I was able to get one unblemished loaf out of this fiasco. And even the ones that weren’t prefect were pretty damn good. And home made butter for chrissake.
A recipe follows. I don’t want to put myself up there with the gods of bread I’ve mentioned here but for me this worked better than any of their recipes/methods and to be honest, I just want to have this as a record since I often gasbag on about how fabulous this or that is and then I don’t write the recipe down and it is then lost to the ages.

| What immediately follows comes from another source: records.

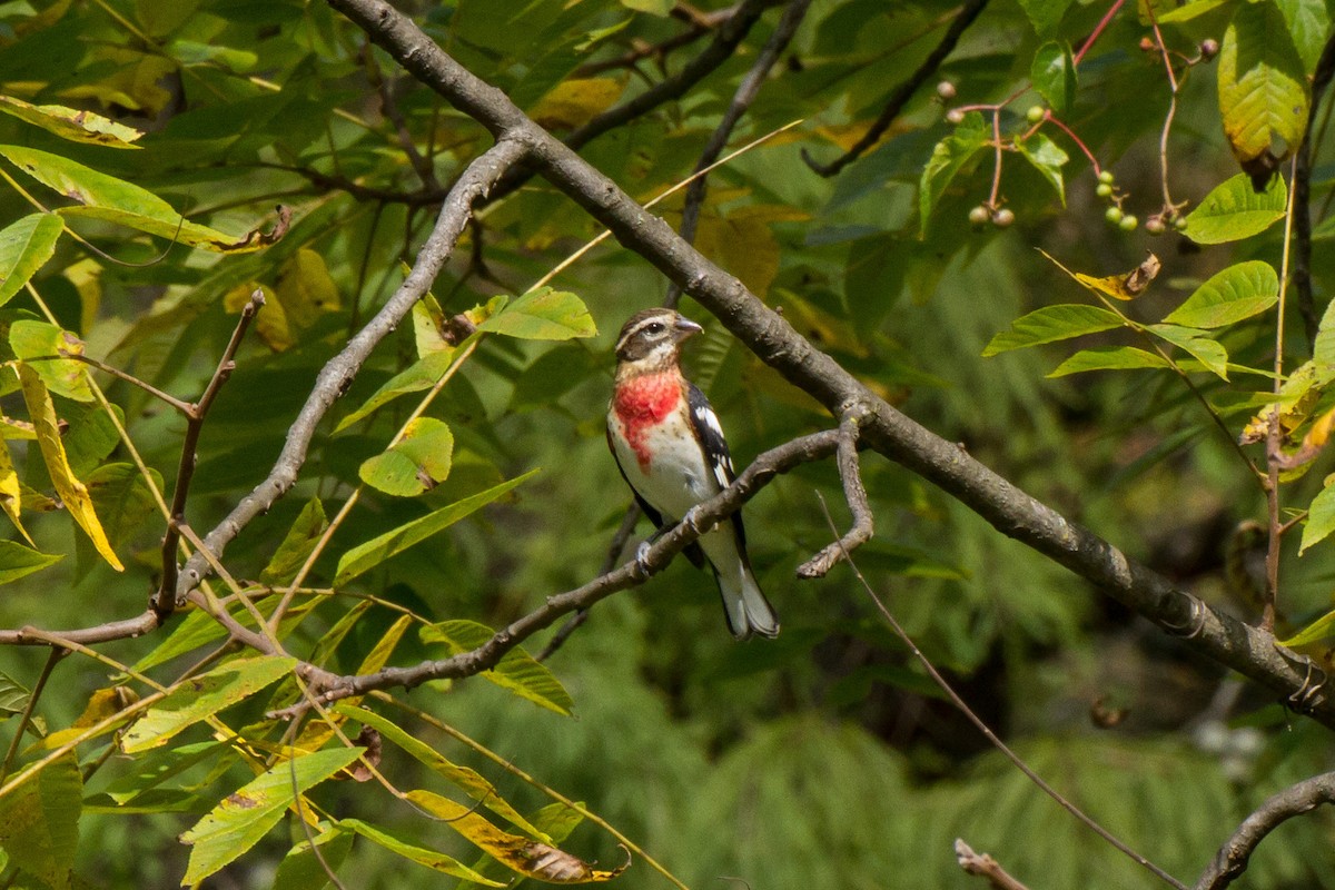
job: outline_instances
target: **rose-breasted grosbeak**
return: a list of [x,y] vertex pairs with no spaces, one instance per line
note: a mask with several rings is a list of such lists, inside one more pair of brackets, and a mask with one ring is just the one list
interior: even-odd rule
[[[673,310],[645,310],[630,316],[617,340],[607,446],[641,510],[659,532],[682,519],[689,522],[693,507],[733,480],[733,462],[718,418],[678,364],[682,342],[701,330]],[[685,552],[697,566],[709,560],[733,636],[778,634],[778,618],[746,558],[740,512],[701,535]]]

My French bread recipe/method
500 gr Flour (includes 1/4 cup of whole wheat flour sifted to remove the larger bran)
12 gr Salt
1 packet Yeast
1 tsp Diastatic malt
370 gr Warm water
Add the yeast and a tablespoon or so of flour to the water, mix and let sit
Add the malt and salt to the flour and mix. When the water has formed bubbles of yeast, add and mix the water into the flour. Probably I should have used my hands but I used a wooden spoon. Cover with a towel, not goddam plastic, and let rest 15-20 minutes
—As an aside here I have come to realize that the timing of stuff is super flexible. It’ll be fine but longer is better. Until it sticks to the goddam baking sheet, that is.
At this point I emptied all of it onto the counter and did a little kneading just to incorporate all of the flour and I put the dough in a clean bowl. Cover (I used a silicon cover thing) and let rest for a half hour.
Now comes the gluten production. Take a corner and stretch and fold, make a quarter turn and repeat, do this 4 times total then cover and let rest 25 minutes and repeat 3 times resting between each stretching session.
Now it goes into the refrigerator covered (I will admit to using plastic wrap here, which I reused later) for 48 hours. This seems like overkill but I dunno. I think you gotta do this. You may need to bop this down if it’s getting too big for its britches…I mean bowl.
After that you have to let the dough come to room temp or 65 degrees. I used a thermometer to temp it and it took over 3 hours to do this (Of course it was -5 outside)
When it’s reached 65 degrees you portion it out and shape the loaves. I put mine on that miserable bread pan to which my bread bonded. I had floured it but next time I will spray Pam on it or use parchment strips. Now it needs another long, say 1.5-2 hour rise. I covered it with that same plastic and a linen towel.
Preheat the oven to 475, or 450 on convection. I have aluminum pans with lava rock into which I pour boiling water so the interior of the oven is steamy. And then I cut the loaves and spray them with water like you use when you iron. Oh, like you iron.
Put the loaves in the oven and after 5 minutes turn them around and spray them again. Bake for an additional 15-20 minutes. And then pry them off the pan and let them rest for at least 2 hours.